Oxford Town Wines

John JuergensSurviving New Year's Eve

It's getting down to the wire, balls and all.

Well, here we are on the shank of the holidays for 2007 already. If you didn't get enough to eat and drink since the kickoff at Thanksgiving, you've got a few more days to top off your tank in style.

Although I'm probably preaching to the choir, I thought I would give you a few tips on how to survive and actually enjoy the hedonistic whirlwind that sucks us through the maelstrom of New Year's Eve and into the glaring reality of a brand new year.

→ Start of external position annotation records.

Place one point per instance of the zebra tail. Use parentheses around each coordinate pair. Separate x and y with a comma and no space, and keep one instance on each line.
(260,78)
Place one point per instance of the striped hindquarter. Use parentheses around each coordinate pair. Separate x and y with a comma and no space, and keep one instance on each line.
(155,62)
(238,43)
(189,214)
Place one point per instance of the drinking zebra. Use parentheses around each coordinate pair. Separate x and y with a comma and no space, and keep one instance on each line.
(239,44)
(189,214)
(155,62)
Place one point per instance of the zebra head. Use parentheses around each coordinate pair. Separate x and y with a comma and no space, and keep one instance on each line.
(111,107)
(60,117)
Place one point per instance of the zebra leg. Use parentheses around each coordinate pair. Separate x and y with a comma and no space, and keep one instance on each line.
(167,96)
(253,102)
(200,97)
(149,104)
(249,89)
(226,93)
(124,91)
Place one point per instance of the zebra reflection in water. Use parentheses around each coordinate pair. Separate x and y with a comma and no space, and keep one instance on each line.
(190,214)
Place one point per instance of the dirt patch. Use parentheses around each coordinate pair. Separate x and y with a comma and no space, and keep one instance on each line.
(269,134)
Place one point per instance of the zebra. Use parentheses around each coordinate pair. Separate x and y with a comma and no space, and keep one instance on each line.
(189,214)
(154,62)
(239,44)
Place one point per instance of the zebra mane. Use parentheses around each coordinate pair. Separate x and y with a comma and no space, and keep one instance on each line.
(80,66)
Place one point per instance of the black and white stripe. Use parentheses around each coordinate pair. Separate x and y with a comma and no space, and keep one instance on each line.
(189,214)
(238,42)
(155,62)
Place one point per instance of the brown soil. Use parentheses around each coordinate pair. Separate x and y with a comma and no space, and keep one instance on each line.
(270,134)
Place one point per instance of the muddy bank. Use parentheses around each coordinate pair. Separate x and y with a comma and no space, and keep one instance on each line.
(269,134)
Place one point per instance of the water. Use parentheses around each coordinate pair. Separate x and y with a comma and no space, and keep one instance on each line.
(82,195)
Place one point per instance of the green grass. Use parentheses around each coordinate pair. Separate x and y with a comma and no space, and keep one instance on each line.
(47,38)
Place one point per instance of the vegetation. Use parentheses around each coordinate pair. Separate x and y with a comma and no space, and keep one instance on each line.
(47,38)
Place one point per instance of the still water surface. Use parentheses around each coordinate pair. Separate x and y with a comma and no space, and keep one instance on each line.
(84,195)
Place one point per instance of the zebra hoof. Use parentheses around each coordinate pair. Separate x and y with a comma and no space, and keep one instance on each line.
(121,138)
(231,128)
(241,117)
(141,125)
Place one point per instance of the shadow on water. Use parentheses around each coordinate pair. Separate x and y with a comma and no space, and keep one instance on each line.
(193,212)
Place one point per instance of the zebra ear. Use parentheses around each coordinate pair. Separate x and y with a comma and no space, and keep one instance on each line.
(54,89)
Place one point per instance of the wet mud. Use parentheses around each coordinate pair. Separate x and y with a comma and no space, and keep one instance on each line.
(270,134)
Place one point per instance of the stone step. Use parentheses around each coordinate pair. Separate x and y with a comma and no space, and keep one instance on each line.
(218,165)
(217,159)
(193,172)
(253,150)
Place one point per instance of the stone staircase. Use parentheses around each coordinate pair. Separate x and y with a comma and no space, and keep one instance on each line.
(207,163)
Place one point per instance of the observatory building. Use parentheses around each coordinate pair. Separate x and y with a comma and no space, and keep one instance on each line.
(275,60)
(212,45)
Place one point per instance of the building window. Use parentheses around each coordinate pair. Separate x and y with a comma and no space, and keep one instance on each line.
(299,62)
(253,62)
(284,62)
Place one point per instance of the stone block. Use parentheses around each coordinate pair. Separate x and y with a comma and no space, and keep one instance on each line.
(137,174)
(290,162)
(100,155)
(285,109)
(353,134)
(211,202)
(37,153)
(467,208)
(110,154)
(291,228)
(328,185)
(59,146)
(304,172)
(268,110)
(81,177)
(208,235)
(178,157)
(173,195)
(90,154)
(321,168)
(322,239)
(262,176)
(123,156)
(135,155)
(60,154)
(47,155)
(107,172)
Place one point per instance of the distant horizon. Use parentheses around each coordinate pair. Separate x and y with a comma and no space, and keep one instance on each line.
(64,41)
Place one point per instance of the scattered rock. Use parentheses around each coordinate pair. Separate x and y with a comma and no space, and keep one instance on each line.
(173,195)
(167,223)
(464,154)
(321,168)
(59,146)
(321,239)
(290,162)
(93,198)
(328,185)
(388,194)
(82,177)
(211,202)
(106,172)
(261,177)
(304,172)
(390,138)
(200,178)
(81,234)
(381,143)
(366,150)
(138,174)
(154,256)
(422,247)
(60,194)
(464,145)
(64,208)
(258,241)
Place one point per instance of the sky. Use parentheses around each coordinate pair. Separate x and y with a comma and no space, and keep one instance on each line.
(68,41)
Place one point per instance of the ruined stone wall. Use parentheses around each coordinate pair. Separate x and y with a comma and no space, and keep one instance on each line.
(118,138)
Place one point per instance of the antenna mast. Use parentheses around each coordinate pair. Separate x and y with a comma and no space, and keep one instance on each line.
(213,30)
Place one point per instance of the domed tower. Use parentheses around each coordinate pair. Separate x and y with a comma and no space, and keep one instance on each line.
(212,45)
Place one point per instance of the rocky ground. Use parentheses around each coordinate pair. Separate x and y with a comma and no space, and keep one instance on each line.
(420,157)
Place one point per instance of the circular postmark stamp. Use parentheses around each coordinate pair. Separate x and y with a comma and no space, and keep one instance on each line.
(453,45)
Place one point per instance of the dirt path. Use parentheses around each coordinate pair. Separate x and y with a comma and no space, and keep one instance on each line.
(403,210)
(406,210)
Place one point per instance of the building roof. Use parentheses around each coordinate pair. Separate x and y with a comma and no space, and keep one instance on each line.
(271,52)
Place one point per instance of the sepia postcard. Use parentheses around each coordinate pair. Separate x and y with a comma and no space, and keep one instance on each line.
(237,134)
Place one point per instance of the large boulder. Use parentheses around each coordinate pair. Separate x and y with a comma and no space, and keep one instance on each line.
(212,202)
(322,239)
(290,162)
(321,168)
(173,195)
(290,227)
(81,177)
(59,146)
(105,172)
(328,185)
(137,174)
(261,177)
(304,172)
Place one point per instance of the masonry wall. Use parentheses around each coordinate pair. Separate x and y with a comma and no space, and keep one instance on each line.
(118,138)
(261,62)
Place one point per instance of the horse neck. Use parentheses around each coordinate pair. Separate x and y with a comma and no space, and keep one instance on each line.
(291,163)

For as long as I can remember, I have watched myself and others struggle to find the Holy Grail of a "meaningful" way to celebrate the passing of the old year and welcoming in the new. To tell the truth, I don't recall ever hearing anyone say they would actually miss the old year. It is more like, "Damn, I'm sure glad this year is over!"

Over the years, I have tried all sorts of strategies to capture the essence of New Year's Eve, including the miserable Times Square thing in NYC, a Korean traditional costume ball in New Orleans, a swimming pool in Australia (now that was cool!), lots and lots of explosives, and languishing in bed with the flu. I never could bring myself to go to one of those fixed-price deals at a restaurant or a club to hobnob with a couple hundred strangers. Guess I was too cheap for that sort of thing, plus, I wasn't really sure what I was supposed to do, and it sounded kind of boring. Sort of like my senior prom.

But for me, the most consistently fun venue has been some sort of wine tasting event with close friends. Rather than sitting at a table in a restaurant or nightclub with a band so loud you can't talk to the person next to you, an evening focused on wine, food, and camaraderie really pulls my cork. I know this isn't for everyone, but for those of you who are past the bar and nightclub scene, this can be a good alternative.

It's all very simple: You just chat up a group of people you like and would enjoy spending a fun evening with, and then decide on where it will happen. Everyone contributes some great food, and brings some of their best and favorite wines. That's it. The rest takes care of itself. I try not to over-plan such things, but on occasion I have had a theme. For example, one year we had about eight of the finest Champagnes in the world with live lobsters flown in that morning from Maine. It was a hassle and a lot of work, but worth the memories -- especially the fate of 30 gallons of smelly lobster water at 2 a.m. New Year's morning.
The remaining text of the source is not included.